Use the Hardware, Inputs, and System Limits configuration from Module 1.1.

### 1. Create an Advanced Random Test

a. Select New Test > Random.
c. Select Table and create a breakpoint table as displayed in the image below:

Frequency (Hz)
60
200
210
1000

Amplitude (G2/Hz)
0.001
1.5
0.1
0.1

d. Select Schedule and set the Run for time to 5 minutes.
e. Select Parameters, point to Sigma Clipping, and select No Clipping.
f. Select Limits and point to Running Drive Limits; set the Max system gain to 6 V/G and the Max output to 6 VRMS.
g. Select OK and save the test as Random vs Kurtosion 1.

### 2. Create the Graphs

a. Select New Graph
b. Graph 1 configuration

• Graph Type: Acceleration vs. Freq. (PSD)
• Graph Traces:
• Control Loop Traces: Demand, Control, Tolerance, Abort
• Input Channels: Ch1

c. Graph 2 configuration

• Graph Type: Acceleration Waveform
• Graph Traces:
• Input Channels: Ch1

d. Graph 3 configuration

• Graph Type: Kurtosis
• Graph Traces:
• Input Channels: Ch1

e. Graph 4 configuration

• Graph Type: Probability Density
• Graph Traces:
• Input Channels: Ch1
• Point to Axis Limits and change the y-axis to Log

f. Select OK.

### 3. Run the Test (1)

a. Listen carefully to the sounds produced by the test.
b. Watch the graphs, giving special attention to the PDF graph.
c. Save the data in an appropriate location.

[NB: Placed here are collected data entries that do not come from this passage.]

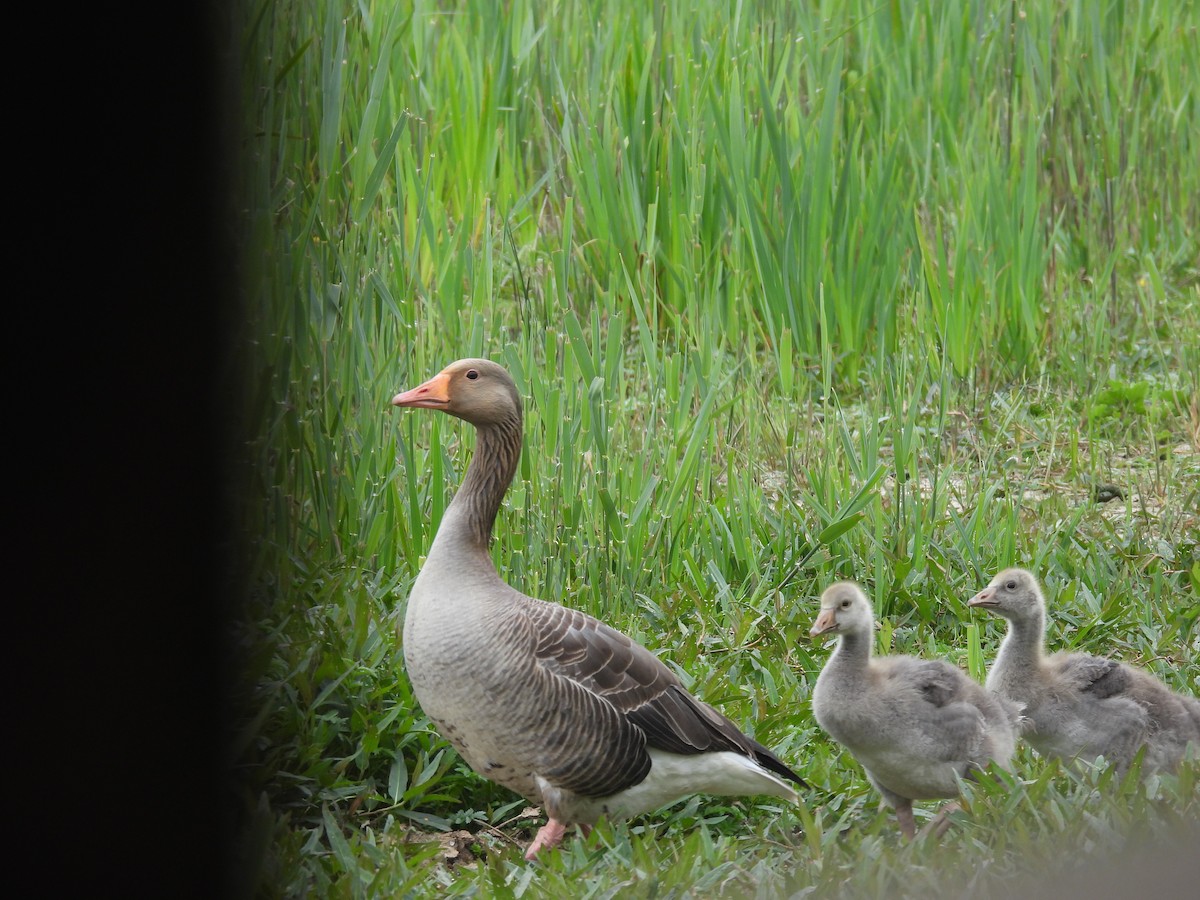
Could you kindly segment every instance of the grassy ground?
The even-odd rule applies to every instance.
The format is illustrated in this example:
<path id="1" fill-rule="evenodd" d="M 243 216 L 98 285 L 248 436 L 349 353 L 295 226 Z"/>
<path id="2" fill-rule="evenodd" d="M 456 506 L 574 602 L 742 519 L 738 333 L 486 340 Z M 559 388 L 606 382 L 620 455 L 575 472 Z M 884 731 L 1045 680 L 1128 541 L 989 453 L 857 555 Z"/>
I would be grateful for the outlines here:
<path id="1" fill-rule="evenodd" d="M 965 601 L 1020 564 L 1052 646 L 1200 693 L 1195 4 L 238 13 L 233 800 L 260 893 L 1194 869 L 1197 764 L 1119 784 L 1023 750 L 905 845 L 812 719 L 807 632 L 852 577 L 881 651 L 982 677 L 1002 627 Z M 504 577 L 659 652 L 815 785 L 800 807 L 693 798 L 523 862 L 537 814 L 441 741 L 395 633 L 472 440 L 387 401 L 468 355 L 526 401 Z"/>

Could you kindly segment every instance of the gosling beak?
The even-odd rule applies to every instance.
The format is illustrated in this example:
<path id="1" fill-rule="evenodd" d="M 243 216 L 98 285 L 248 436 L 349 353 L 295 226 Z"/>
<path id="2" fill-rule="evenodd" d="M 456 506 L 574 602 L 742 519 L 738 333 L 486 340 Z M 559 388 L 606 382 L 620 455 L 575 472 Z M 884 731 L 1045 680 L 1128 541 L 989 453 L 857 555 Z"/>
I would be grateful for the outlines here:
<path id="1" fill-rule="evenodd" d="M 982 591 L 967 601 L 967 606 L 999 606 L 996 600 L 996 589 L 985 587 Z"/>
<path id="2" fill-rule="evenodd" d="M 832 609 L 823 609 L 821 614 L 817 616 L 817 621 L 813 622 L 812 628 L 808 630 L 809 637 L 816 637 L 819 634 L 827 634 L 830 631 L 836 631 L 838 627 L 837 617 L 833 614 Z"/>
<path id="3" fill-rule="evenodd" d="M 392 406 L 410 409 L 444 409 L 449 402 L 450 376 L 445 372 L 438 372 L 424 384 L 392 398 Z"/>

### 4. Create a Report (1)

a. Select Report.
b. In the report, include the following information:

• Active Graph

c. Save the report as Random – NO KURTOSIS.
d. Select the Ch1 labels for the kurtosis waveform graph and the probability density function. Copy (Ctrl+c) the labels and then paste (Ctrl+v) them back onto the graph. This will create a permanent trace that will show the difference between each test.

### 5. Edit the Test (1)

a. Select Edit Test.
b. Select Parameters and change the following:

• Sigma Clipping
• Method: Kurtosion®
• Clip above: 20 Sigma
• Kurtosion
• Kurtosis: 5
• Transition Frequency: 100 Hz
• Kurtosis Gain: 0.05

c. Run the test (2).
d. Select the Ch1 labels for the kurtosis waveform graph and the probability density function. Copy (Ctrl+c) the labels and then paste (Ctrl+v) them back onto the graph. This will create a permanent trace that will show the difference between each test.

### 6. Create a Report (2)

a. Select Report.
b. In the report, include the following information:

• Active Graph

c. Save the report as Random – K5.

### 7. Edit the Test (2)

a. Select Edit Test.
b. Select Parameters and change the following:

• Sigma Clipping
• Method: Kurtosion®
• Clip above: 20 Sigma
• Kurtosion
• Kurtosis: 7
• Transition Frequency: 100 Hz
• Kurtosis Gain: 0.05

### 8. Run the Test (3)

a. Select the Ch1 labels for the kurtosis waveform and the probability density function. Copy (Ctrl+c) the labels and then paste (Ctrl+v) them back onto the graph.

### 9. Create a Report (3)

a. Select Report.
b. In the report, include the following information:

• Active Graph

c. Save the report as Random – K7.

### 10. Compare the Tests

Note the significant differences or similarities observed:

• In the PDF graphs, the tails of the kurtosis test are further from zero than the traditional test. This shows evidence that more of the higher peak accelerations are present in the kurtosis test.
• In the kurtosis waveform graphs: the kurtosis value for the traditional test is 3, which is typical of Gaussian distribution. The kurtosis value of the kurtosis test is 7, which matches the value set in the test parameters.
• In the acceleration waveforms, the peak accelerations are at approximately 3 G in the traditional test. The peak accelerations in the kurtosis test are greater than 5 G.

#### Questions to consider:

1. Are the PSDs the same for the traditional Gaussian test and the kurtosis control tests?

The acceleration profiles for both tests are identical because all other parameters are the same and the overall average power density is the same. Although the kurtosis test includes more of the higher accelerations peaks, the average power density remains the same because the smaller accelerations peaks have been lowered.

2.  Could you hear a difference between the traditional Gaussian test and the kurtosis control tests?

The traditional test emits a hissing sound. The kurtosis test has a similar hiss but with “popping” overtones. The reason for the popping is the higher acceleration peaks being introduced due to the kurtosis settings.